Utterances wisp past insistently
Avowing it to be just beyond
While others toy and slowly slither
Hissing of its non-existence
By miscalculating step I fumble
Mind drained of all, but shelled rummage
As it seeps into my frame
Ever hunting that eradicating amnesia
Nov 29, 2012
Nov 29, 2012 at 5:03 PM UTC
I think I've been a little lost lately.
Maybe more than a little.
This dull ache takes shape of your voice.
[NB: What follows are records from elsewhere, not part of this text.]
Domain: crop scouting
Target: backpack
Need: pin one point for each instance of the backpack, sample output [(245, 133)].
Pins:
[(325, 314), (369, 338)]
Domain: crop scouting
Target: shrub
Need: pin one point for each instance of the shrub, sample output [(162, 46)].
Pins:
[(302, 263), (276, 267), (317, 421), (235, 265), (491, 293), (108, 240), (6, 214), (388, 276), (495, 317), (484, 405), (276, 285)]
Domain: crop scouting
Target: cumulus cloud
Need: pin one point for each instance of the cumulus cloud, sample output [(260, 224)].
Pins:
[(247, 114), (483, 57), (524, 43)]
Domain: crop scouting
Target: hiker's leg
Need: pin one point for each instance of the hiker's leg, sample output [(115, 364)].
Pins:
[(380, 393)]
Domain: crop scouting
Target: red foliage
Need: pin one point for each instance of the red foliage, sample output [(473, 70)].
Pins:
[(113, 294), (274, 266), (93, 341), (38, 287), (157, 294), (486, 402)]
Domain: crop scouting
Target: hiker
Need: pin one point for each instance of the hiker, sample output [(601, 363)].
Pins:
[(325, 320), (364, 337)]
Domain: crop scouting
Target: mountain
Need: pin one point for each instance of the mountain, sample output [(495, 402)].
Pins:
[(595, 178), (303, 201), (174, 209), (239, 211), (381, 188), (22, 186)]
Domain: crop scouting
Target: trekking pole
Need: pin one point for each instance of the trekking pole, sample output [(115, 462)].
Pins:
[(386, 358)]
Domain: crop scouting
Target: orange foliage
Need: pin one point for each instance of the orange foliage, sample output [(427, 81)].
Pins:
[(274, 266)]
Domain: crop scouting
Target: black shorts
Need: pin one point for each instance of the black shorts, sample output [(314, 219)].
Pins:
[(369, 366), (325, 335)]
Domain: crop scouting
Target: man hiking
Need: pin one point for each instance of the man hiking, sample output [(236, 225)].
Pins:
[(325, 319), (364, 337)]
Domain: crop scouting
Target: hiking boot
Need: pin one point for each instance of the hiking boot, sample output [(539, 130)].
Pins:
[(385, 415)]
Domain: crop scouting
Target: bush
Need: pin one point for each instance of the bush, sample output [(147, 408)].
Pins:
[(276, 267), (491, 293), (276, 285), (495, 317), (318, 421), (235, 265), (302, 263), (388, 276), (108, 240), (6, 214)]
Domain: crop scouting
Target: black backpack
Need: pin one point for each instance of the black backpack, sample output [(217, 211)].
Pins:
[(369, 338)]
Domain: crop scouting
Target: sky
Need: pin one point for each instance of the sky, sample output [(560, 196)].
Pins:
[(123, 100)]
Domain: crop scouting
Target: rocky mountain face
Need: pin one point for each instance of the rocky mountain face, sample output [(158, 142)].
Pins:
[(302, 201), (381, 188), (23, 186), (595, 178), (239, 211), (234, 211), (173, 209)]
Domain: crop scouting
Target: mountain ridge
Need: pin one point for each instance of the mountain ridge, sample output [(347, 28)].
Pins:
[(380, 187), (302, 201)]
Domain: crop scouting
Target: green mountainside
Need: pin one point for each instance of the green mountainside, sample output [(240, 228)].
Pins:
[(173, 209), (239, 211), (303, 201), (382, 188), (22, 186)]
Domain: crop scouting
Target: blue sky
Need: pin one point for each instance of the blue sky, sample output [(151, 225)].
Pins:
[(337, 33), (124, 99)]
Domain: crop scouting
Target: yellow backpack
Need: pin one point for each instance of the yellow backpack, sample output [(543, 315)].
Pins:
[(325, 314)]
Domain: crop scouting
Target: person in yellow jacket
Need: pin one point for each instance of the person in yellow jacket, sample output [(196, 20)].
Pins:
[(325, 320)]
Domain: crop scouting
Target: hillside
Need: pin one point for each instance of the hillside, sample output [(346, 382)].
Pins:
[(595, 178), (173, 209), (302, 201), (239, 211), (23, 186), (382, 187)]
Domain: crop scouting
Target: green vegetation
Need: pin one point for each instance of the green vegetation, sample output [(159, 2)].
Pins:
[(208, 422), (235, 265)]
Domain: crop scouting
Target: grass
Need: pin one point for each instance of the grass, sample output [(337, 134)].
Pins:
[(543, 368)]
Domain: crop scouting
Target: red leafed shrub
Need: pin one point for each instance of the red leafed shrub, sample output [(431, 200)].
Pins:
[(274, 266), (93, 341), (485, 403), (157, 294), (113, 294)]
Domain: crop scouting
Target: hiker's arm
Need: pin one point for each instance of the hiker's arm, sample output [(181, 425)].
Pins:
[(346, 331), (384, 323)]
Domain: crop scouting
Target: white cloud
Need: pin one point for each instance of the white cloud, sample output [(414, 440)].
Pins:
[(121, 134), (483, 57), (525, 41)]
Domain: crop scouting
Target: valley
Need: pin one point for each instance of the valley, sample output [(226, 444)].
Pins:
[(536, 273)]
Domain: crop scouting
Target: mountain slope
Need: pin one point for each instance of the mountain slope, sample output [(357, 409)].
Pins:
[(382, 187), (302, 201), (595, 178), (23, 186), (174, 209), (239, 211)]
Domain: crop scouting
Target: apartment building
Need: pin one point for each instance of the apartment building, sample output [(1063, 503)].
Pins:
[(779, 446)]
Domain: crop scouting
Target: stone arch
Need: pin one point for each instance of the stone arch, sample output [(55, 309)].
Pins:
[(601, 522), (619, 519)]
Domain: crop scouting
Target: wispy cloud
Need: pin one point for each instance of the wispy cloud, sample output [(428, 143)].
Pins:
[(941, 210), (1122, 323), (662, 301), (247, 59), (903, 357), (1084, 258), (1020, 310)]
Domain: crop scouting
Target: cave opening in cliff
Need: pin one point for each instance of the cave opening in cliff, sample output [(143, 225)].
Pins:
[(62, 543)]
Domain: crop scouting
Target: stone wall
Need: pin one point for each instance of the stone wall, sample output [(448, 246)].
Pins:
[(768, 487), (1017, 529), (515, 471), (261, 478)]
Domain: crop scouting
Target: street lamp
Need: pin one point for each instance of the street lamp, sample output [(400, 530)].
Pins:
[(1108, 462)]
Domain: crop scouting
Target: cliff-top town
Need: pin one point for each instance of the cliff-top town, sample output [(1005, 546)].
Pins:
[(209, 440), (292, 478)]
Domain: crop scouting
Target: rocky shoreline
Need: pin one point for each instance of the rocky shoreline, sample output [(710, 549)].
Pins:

It lulls and tugs repeating familiar soothings
Past words of comfort now are readily sharpened
As I close my eyes and attempt to drift
Yet, I am tethered to the waking hours
How I weep for neutral slumber
Denial burns a fire deep into the hours
As I evade past recollections of your touch
Floating in bitter melancholy
This eternal blending of the not easily forgotten
Slowly I begin to peel off the layers
My protective armor, now as brittle as parchment
Easily sloughed off leaving the inevitable truth
vulnerability seeps to the bone
Then words that acted as knives
Become my salve as I (defeated) apply
Wrapping myself in the old familiarities
Gently cursing you (me) for feeling so raw.